I am sorry to find that there is not even one copy of the book in the house now. This is probably the result of a purge I had a few years ago of cookery books I no longer actually cooked from. Rummaging fruitlessly in the cupboard I did find something very different: Domestic and Economical Cookery Recipes With Special Hints On Gas Cooking by Miss Lillie Richmond It was published to promote the use of Richmond Cookers, which could be ‘Hired Out By Most Gas Companies’. ‘1892’ has been written on the fep., so I assume that it was my great grandmother’s.

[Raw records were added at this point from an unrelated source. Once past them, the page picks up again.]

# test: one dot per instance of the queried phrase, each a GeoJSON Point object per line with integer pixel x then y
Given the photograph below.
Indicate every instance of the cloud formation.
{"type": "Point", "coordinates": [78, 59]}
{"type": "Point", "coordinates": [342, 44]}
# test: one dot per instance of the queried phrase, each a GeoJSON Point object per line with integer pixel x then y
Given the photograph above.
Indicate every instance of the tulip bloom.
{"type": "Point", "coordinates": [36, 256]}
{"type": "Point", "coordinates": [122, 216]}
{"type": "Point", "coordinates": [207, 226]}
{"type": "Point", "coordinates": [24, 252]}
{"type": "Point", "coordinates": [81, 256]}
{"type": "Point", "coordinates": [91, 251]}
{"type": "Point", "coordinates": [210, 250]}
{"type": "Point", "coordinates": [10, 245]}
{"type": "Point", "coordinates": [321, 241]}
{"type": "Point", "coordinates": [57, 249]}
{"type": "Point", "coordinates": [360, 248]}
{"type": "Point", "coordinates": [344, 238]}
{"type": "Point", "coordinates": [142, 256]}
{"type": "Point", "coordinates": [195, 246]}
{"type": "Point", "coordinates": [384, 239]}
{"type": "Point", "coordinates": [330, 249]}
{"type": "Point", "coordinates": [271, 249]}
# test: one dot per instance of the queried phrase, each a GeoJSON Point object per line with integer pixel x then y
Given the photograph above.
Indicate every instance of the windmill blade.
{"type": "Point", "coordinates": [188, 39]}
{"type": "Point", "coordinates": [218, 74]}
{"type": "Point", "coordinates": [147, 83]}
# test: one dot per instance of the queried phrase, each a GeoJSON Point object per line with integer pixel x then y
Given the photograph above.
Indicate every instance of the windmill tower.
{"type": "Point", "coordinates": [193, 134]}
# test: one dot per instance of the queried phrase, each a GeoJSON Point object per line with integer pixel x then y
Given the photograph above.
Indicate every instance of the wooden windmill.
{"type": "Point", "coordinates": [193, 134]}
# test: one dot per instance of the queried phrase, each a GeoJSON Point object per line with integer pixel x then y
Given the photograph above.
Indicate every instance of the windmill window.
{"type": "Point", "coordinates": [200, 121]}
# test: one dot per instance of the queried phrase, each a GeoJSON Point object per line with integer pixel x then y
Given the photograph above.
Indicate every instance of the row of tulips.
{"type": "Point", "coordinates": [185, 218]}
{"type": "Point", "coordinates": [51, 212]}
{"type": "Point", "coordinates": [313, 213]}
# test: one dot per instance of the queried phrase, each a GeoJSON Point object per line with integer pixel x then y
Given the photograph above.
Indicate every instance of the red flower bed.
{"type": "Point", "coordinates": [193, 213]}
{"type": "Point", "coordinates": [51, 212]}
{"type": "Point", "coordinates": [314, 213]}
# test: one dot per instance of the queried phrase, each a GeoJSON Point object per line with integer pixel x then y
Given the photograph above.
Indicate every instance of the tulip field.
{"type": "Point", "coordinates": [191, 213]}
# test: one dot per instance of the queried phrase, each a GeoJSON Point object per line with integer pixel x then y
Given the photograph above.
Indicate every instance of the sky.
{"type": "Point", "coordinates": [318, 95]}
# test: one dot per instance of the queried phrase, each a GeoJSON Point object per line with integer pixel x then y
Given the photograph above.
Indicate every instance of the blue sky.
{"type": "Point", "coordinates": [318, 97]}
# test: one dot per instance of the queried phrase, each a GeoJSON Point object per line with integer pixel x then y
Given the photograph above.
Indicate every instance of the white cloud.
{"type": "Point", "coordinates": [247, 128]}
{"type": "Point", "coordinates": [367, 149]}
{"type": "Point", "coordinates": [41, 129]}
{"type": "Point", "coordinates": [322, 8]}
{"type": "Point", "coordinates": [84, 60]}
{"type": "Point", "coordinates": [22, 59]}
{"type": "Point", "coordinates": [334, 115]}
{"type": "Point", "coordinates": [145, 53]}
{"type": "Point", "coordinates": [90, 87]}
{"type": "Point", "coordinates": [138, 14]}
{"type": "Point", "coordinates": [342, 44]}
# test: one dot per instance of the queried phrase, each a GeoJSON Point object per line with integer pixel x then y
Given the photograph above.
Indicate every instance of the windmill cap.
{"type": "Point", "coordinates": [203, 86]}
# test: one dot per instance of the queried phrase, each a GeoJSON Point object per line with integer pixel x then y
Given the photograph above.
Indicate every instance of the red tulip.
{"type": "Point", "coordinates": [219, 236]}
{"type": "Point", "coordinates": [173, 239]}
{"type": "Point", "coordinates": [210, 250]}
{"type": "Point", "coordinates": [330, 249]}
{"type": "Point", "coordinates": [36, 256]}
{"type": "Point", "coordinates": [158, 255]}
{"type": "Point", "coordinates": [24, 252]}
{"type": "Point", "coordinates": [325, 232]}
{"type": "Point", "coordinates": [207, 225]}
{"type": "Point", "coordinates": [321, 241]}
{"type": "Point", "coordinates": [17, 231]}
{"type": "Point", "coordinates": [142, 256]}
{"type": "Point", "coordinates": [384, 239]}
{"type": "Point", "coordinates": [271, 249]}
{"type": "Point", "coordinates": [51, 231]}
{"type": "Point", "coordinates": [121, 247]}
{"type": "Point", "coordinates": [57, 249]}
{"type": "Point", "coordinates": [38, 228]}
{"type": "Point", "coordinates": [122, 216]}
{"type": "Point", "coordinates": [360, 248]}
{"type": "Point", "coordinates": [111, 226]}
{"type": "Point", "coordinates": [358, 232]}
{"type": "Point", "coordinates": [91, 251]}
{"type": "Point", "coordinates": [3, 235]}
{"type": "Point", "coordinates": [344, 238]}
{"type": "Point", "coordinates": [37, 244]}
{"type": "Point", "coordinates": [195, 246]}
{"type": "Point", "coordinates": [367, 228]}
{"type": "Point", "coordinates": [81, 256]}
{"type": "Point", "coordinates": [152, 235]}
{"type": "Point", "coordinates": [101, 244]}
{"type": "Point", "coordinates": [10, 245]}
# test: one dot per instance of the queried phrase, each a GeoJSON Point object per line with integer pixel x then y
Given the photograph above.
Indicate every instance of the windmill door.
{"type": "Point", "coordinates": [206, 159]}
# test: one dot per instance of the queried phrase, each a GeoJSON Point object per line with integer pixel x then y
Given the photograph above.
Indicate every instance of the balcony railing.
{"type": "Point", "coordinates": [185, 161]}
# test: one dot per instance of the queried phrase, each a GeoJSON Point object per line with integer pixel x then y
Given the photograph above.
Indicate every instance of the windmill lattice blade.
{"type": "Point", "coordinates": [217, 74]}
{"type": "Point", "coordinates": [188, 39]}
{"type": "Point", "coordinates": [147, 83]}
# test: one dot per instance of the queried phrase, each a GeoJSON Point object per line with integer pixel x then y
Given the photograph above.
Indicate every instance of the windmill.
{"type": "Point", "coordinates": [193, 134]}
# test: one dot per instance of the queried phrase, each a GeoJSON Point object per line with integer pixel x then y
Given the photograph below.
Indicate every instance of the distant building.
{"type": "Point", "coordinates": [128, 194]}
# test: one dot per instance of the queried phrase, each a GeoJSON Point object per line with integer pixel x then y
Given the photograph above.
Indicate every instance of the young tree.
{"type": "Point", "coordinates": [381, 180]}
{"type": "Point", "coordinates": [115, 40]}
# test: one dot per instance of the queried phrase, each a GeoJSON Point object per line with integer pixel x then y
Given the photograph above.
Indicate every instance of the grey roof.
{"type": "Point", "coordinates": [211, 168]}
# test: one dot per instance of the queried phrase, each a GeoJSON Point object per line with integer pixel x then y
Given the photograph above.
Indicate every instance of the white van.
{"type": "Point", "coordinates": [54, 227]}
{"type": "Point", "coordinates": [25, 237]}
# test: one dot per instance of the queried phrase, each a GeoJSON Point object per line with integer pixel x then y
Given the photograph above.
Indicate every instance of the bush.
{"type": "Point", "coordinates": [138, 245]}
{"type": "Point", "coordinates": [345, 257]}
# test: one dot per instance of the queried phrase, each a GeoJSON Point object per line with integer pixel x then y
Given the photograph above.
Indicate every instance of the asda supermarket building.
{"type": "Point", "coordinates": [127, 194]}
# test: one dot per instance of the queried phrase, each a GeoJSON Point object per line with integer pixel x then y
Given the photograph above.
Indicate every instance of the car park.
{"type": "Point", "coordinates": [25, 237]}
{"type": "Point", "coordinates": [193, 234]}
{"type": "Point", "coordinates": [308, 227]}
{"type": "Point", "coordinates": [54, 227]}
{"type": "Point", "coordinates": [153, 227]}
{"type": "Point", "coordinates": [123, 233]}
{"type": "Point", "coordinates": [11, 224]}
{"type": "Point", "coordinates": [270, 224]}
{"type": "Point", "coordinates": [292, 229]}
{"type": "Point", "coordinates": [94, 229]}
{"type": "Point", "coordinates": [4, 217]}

What makes it interesting is that she, my grandmother, my great aunt and my own mother have added recipes and household hints. They seem to have been keen on pickles and on ways of using marrows and pumpkins. ‘Very Good Elderberry Wine’ sounds nice. How to treat a child for shock? If over two years, give four teaspoons of brandy in a little water; under two years, only two teaspoons. If no brandy available give warm milk and in all cases keep child warm with blankets and hot water bottles. How about this, ‘For the Hair’. Mix a tumbler of gin with 3 or 4 onions for 24 hours. Add (something I can’t read) of sulphur and a quart of water and shake well for two days. Rub in two or three times a week. What a waste of gin! Make your own black-out by mixing half a pound of veg black (whatever that was) with half a pint of turps and about two spoonfuls of paint. ‘Stretch material and paint’. Recession? We don’t know we’re born.